Nota: Recordo o apelo do Partido Comunista (de Itália) em apoio à Greve Geral na Itália no passado dia 4 de Novembro. Esta Greve Geral histórica teve em algumas empresas e algumas cidades um êxito significativo tendo em conta a natureza amarela da esmagadora maioria dos sindicatos da Itália. O fundamental desta Greve foi demonstrar que os comunistas e aliados combativos nos Sindicatos de Classe não estão dependentes eternamente dos sindicatos sociais-democratas e oportunistas para convocar greves gerais de âmbito nacional. O velho sindicalismo (ainda maioritário) italiano social-democrata, liberal e católico todo ele pro-patronal (apesar das diferentes tendências) está numa fase de evidente desgaste e desagregação, numa crise lenta mas terminal e a disputar esse vazio é que vão surgindo nomeadamente as forças revolucionárias e as forças oportunistas. O PC (de Itália) fundado apenas em 2014 já tem na SGB uma referência sindical capaz até de mobilizar para uma Greve Geral numa linha de luta de classes anti-oportunista.
3 de Novembro de 2016
O Partido Comunista (de Itália) apoia, com os seus militantes e as suas organizações nos locais de trabalho e nos territórios, a greve geral convocada para 4 de Novembro, da Confederação Unitária de Base (CUB) e do Sindicato Geral de Base (SGB), que foi subscrita por outros sindicalistas, e apela a todos os trabalhadores, estudantes, desempregados a participar dos seus desfiles, a ser realizados em Milão e Nápoles. Esta não é uma falsa greve, como aquelas a que já nos habituaram os sindicatos em tempos concertativos e agora abertamente colaboracionistas, hoje em dia. Mas, infelizmente, também outras siglas, apesar de virem dos sindicatos de base, já foram ajustadas para uma mera representação do conflicto e vieram a substituir a prática e a organização de um conflicto de classes real. Também não se trata de greves que apoiam a plataformas politicistas, de pura propaganda para coligações improváveis (falsamente) sociais, que se transformam em desfiles que pretendem ter dentro todos os explorados e em vez disso se afastar dos lugares centrais da batalha contra União Europeia, contra os patrões e os seus governos, e esses lugares ainda são as fábricas, os campos, as repartições públicas, as escolas. Não se trata também de greves que agem, como um dado adquirido e que, muitas vezes impõem acordos profanos sobre as representações sindicais nos sectores privado e público, esses mesmos acordos que querem minar precisamente o direito à greve e as liberdades sindicais dentro e fora dos locais de trabalho.
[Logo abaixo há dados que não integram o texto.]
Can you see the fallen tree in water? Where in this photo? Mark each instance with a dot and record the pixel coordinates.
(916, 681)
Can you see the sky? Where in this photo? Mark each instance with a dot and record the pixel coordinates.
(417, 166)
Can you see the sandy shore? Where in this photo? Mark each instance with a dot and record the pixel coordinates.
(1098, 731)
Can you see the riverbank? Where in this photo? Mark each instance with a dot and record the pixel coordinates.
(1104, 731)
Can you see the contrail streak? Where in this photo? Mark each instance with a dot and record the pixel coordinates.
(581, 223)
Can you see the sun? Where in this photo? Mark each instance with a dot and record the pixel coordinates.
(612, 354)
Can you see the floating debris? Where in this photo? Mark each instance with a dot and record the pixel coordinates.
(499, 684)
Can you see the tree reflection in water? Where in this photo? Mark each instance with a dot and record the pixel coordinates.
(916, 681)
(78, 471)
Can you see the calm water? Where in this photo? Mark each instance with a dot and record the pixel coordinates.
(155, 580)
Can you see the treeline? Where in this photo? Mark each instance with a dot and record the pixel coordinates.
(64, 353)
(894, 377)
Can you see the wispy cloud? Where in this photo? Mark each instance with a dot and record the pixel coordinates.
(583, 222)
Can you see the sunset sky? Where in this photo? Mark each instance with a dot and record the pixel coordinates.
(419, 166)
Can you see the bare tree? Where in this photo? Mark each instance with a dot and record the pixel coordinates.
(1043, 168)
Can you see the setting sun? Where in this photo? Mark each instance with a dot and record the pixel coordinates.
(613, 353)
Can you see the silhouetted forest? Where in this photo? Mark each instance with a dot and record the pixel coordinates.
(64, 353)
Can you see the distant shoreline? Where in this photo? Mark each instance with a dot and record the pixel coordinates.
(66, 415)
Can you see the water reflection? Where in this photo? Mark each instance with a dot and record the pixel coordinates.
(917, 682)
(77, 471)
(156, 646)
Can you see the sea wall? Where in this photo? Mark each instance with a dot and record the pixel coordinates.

E a 4 de Novembro desta vez trata-se de uma greve real, que coloca na ordem do dia o contra-ataque do movimento operário no nosso país, depois de décadas de derrotas e reveses sofridos, basicamente, por causa do papel subalterno e entreguista exercido pelas centrais sindicais CGIL-Cisl-UIL, na presença por sua vez de uma classe burguesa, liderada pelas grandes concentrações monopolistas e imperialistas internacionais, que não se esqueceu nem as regras nem a prática agressiva e crescente da luta e da dominação de classe. Voltamos, então, à luta de classes exercida pelos trabalhadores contra os patrões, pelas massas de milhões de pessoas contra as potências imperialistas e belicistas, pelo povo e não pelas cátredas de salão falsamente e hipocritamente pacifistas, sempre prontos a apoiar as falsas revoluções armadas e as chamadas intervenções humanitárias … armadas.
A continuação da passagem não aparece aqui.